Belakangan ini, vasektomi kembali menjadi topik hangat di tengah masyarakat setelah Dedy Mulyadi, Gubernur Jawa Barat, mengusulkan agar para suami diwajibkan menjalani prosedur ini. Pernyataannya memantik kontroversi, banyak yang mendukung karena melihat dari sisi keadilan reproduksi, namun tidak sedikit pula yang menolaknya karena alasan agama, budaya, dan hak atas tubuh. Saat ini masih banyak masyarakat yang belum memahami apa sebenarnya vasektomi itu, bagaimana prosedurnya dilakukan, dan apa dampaknya terhadap kesehatan pria.
Apa Itu Vasektomi?
Vasektomi adalah metode kontrasepsi permanen untuk pria yang dilakukan dengan cara memotong atau menutup saluran vas deferens, yaitu saluran yang membawa sperma dari testis ke uretra.

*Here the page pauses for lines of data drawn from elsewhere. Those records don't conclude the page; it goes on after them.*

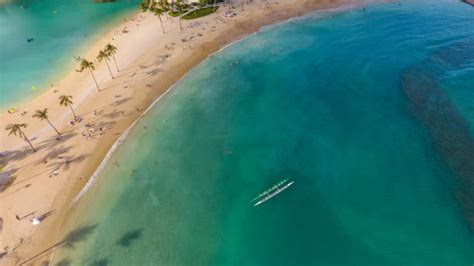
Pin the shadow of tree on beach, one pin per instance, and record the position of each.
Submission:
(77, 235)
(100, 262)
(129, 237)
(64, 262)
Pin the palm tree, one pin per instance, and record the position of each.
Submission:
(159, 12)
(43, 115)
(111, 50)
(180, 11)
(16, 129)
(89, 65)
(103, 55)
(66, 100)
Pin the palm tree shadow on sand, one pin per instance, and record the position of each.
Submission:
(77, 235)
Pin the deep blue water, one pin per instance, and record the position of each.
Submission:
(59, 29)
(369, 111)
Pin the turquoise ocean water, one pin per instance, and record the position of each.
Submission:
(369, 111)
(60, 30)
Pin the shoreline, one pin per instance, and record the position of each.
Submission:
(67, 66)
(97, 151)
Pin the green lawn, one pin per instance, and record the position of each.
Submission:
(200, 13)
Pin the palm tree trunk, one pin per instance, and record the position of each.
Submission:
(162, 27)
(113, 56)
(73, 113)
(27, 140)
(49, 122)
(96, 84)
(110, 71)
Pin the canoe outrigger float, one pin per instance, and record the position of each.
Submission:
(273, 191)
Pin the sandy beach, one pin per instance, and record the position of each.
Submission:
(44, 183)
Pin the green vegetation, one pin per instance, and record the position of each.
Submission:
(200, 13)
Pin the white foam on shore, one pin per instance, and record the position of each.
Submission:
(126, 133)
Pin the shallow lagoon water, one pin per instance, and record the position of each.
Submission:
(59, 29)
(328, 101)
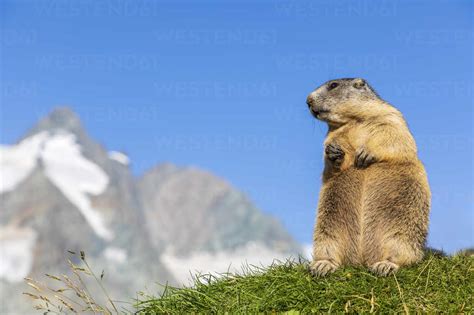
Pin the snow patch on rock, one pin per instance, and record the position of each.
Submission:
(65, 167)
(220, 262)
(76, 177)
(17, 161)
(115, 255)
(16, 253)
(119, 157)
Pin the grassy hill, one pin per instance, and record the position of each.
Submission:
(438, 284)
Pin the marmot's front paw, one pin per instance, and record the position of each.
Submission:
(384, 268)
(334, 152)
(320, 268)
(363, 158)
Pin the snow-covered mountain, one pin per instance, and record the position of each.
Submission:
(60, 190)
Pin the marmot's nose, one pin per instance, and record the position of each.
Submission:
(309, 101)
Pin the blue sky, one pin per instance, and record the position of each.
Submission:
(222, 86)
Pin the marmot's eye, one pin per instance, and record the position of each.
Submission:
(333, 85)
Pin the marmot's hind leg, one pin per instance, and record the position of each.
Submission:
(396, 218)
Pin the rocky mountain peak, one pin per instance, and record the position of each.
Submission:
(61, 118)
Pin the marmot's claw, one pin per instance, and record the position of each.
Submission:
(321, 268)
(384, 268)
(334, 152)
(363, 158)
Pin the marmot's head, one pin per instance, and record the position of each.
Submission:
(340, 101)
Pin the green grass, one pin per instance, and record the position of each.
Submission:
(437, 284)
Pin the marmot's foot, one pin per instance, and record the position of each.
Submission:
(334, 153)
(363, 158)
(320, 268)
(384, 268)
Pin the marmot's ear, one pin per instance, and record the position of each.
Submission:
(358, 83)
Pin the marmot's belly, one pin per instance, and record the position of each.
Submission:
(386, 199)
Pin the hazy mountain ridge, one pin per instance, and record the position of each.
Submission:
(75, 195)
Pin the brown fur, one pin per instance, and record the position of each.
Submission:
(375, 199)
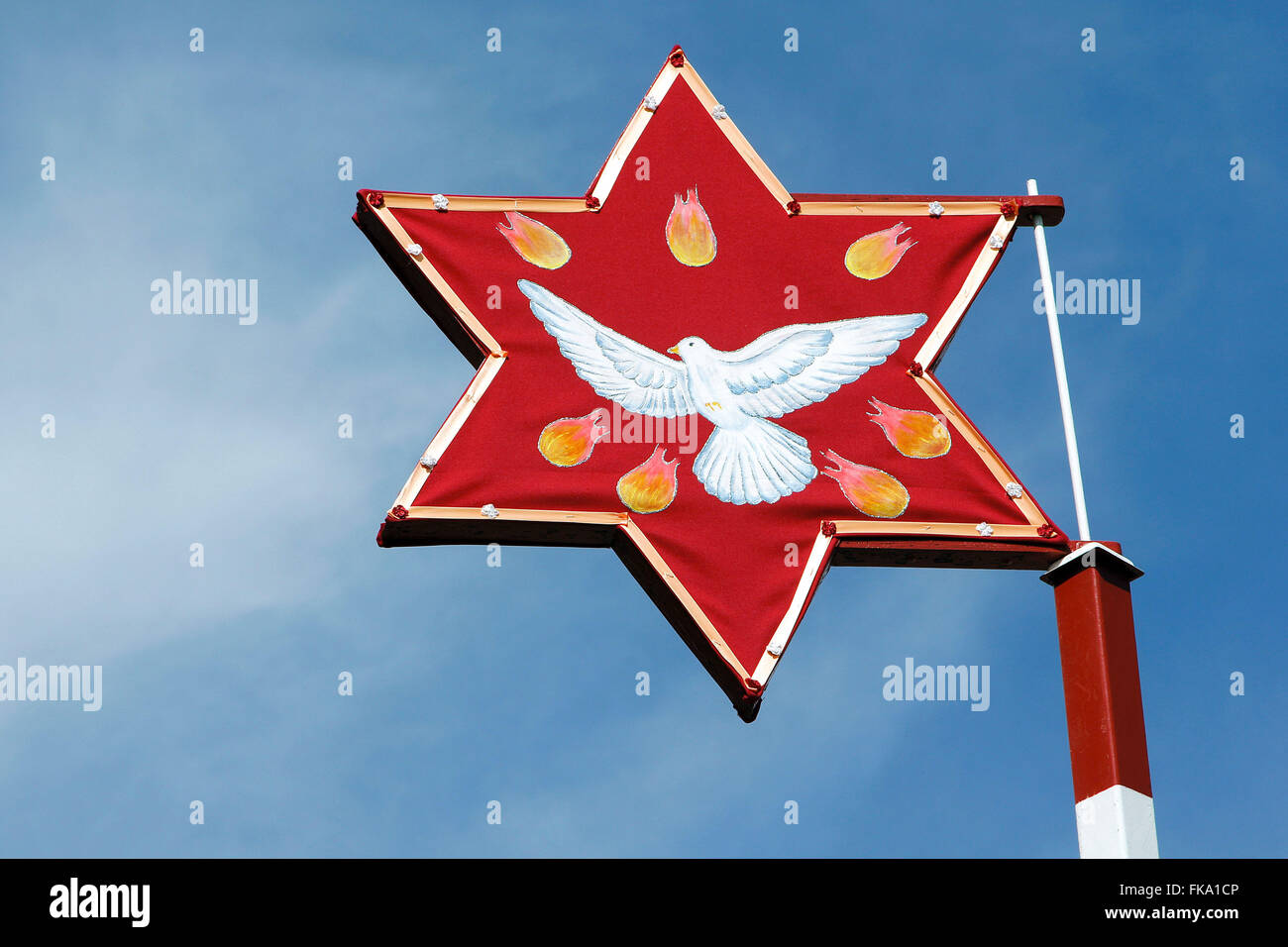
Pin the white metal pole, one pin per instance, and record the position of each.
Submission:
(1061, 380)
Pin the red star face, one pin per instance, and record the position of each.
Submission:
(728, 384)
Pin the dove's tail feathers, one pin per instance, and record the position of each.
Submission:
(760, 463)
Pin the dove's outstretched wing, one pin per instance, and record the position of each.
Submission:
(794, 367)
(635, 376)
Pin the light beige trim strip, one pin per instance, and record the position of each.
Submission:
(451, 427)
(678, 589)
(520, 515)
(634, 129)
(815, 565)
(863, 527)
(936, 341)
(545, 205)
(898, 208)
(472, 325)
(975, 440)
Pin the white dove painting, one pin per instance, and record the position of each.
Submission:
(747, 459)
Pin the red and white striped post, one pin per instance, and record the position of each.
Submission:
(1113, 799)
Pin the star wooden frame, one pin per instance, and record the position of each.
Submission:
(1031, 545)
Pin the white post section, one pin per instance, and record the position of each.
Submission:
(1117, 822)
(1070, 440)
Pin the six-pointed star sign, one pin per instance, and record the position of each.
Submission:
(666, 364)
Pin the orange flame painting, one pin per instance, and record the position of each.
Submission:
(876, 254)
(651, 486)
(570, 441)
(533, 241)
(868, 489)
(913, 433)
(688, 231)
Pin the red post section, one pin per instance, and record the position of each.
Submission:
(1113, 796)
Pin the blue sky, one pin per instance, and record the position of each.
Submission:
(518, 684)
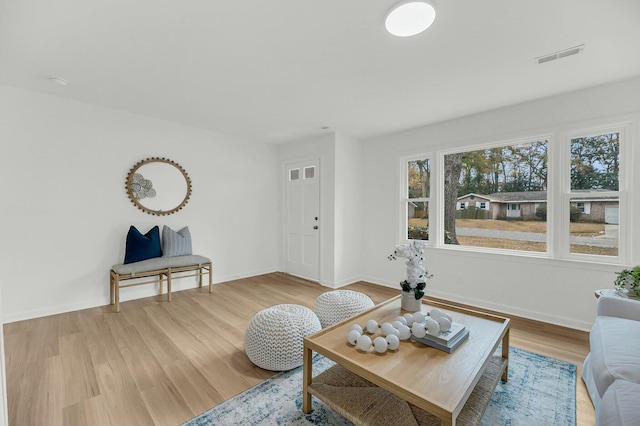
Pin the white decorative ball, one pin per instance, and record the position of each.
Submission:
(352, 337)
(393, 342)
(372, 326)
(404, 332)
(436, 313)
(432, 326)
(401, 319)
(418, 330)
(409, 319)
(363, 343)
(418, 317)
(387, 328)
(356, 327)
(445, 324)
(380, 344)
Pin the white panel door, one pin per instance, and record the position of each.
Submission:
(301, 219)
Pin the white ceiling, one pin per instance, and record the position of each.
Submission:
(276, 70)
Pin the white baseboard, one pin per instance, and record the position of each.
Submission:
(126, 294)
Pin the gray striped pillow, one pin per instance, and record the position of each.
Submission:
(176, 243)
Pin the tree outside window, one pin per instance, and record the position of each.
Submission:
(417, 201)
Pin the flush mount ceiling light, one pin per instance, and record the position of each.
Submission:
(409, 18)
(58, 80)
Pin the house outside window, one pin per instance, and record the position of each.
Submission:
(513, 177)
(595, 174)
(504, 190)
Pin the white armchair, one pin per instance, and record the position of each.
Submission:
(611, 306)
(611, 371)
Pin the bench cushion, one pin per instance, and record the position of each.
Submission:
(159, 263)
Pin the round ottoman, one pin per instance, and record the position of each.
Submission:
(335, 306)
(273, 339)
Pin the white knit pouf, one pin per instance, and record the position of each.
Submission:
(274, 337)
(335, 306)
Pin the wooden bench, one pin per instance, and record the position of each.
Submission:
(158, 268)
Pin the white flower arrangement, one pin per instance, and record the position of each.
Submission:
(417, 275)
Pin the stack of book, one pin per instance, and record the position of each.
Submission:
(447, 341)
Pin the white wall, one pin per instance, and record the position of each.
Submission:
(350, 207)
(66, 213)
(560, 292)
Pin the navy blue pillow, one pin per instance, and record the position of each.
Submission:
(140, 247)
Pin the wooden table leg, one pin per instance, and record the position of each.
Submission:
(505, 354)
(306, 379)
(116, 289)
(210, 277)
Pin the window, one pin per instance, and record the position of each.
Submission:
(514, 178)
(509, 196)
(594, 197)
(417, 198)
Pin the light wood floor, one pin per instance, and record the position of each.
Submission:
(164, 363)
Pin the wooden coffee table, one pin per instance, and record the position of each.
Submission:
(448, 388)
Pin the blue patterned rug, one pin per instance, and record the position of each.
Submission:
(541, 391)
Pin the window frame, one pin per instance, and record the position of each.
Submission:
(558, 190)
(624, 130)
(404, 195)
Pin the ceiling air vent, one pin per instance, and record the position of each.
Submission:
(560, 54)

Dengan ditutupnya saluran ini, sperma tidak akan lagi keluar saat ejakulasi, sehingga tidak bisa membuahi sel telur.
Prosedur ini:
- Dilakukan dengan operasi kecil, bisa dengan sayatan (konvensional) atau tanpa pisau (no-scalpel).
- Memakan waktu sekitar 15–30 menit.
- Dilakukan dengan anestesi lokal, sehingga pasien tetap sadar.
- Masa pemulihan umumnya cepat, sekitar 2–3 hari untuk aktivitas ringan.
Fakta Penting Mengenai Vasektomi
- Tidak memengaruhi hormon dan gairah seks: Banyak pria khawatir vasektomi akan membuat mereka impoten. Padahal, hormon testosteron tetap diproduksi dan fungsi seksual tidak terganggu.
- Tidak langsung efektif: Butuh waktu hingga sperma benar-benar tidak terdeteksi dalam air mani. Biasanya perlu ejakulasi sebanyak 20 kali atau sekitar 3 bulan.
- Bersifat permanen: Meskipun bisa dicoba untuk dibalik (reversal), namun keberhasilannya tidak selalu terjamin. Karena itu, vasektomi diperuntukkan bagi pria yang sudah yakin tidak ingin menambah keturunan.
- Risiko komplikasi sangat rendah, seperti pembengkakan ringan atau nyeri, yang bisa ditangani dengan obat pereda nyeri.
Mengapa Vasektomi Jadi Isu Sosial?
Selama ini, beban kontrasepsi sering dibebankan kepada perempuan. Alat kontrasepsi seperti pil, suntik, IUD, dan implan umumnya digunakan oleh wanita, padahal pria juga bisa ikut berperan aktif.
Usulan Dedy Mulyadi mendorong agar laki-laki ikut bertanggung jawab terhadap pengendalian kelahiran memicu diskusi yang lebih luas tentang keadilan reproduksi dan kesetaraan peran gender dalam keluarga.
Namun demikian, mewajibkan vasektomi tanpa dasar sukarela jelas menimbulkan pertanyaan serius terkait hak atas tubuh dan kebebasan individu. Di banyak negara, termasuk Indonesia, prosedur steriliasi seperti vasektomi hanya dilakukan dengan persetujuan sadar dan sukarela dari pasien.
Perlu Edukasi
Usulan ini seharusnya menjadi momentum untuk meningkatkan literasi kesehatan reproduksi, khususnya tentang peran pria dalam keluarga berencana. Dengan edukasi yang tepat, masyarakat bisa memahami manfaat dan risiko vasektomi, serta membuat keputusan yang sadar dan bijak.
Kesimpulan
Vasektomi bukan sekadar prosedur media, ia juga mencerminkan pandangan sosial tentang peran pria dalam keluarga dan masyarakat. Usulan Dedy Mulyadi memang kontroversial, tetapi patut diapresiasi karena mendorong diskusi penting tentang kesetaraan, kesehatan, dan tanggung jawab bersama dalam keluarga berencana. Namun, solusinya bukan pemaksaan, melainkan edukasi dan partisipasi sukarela.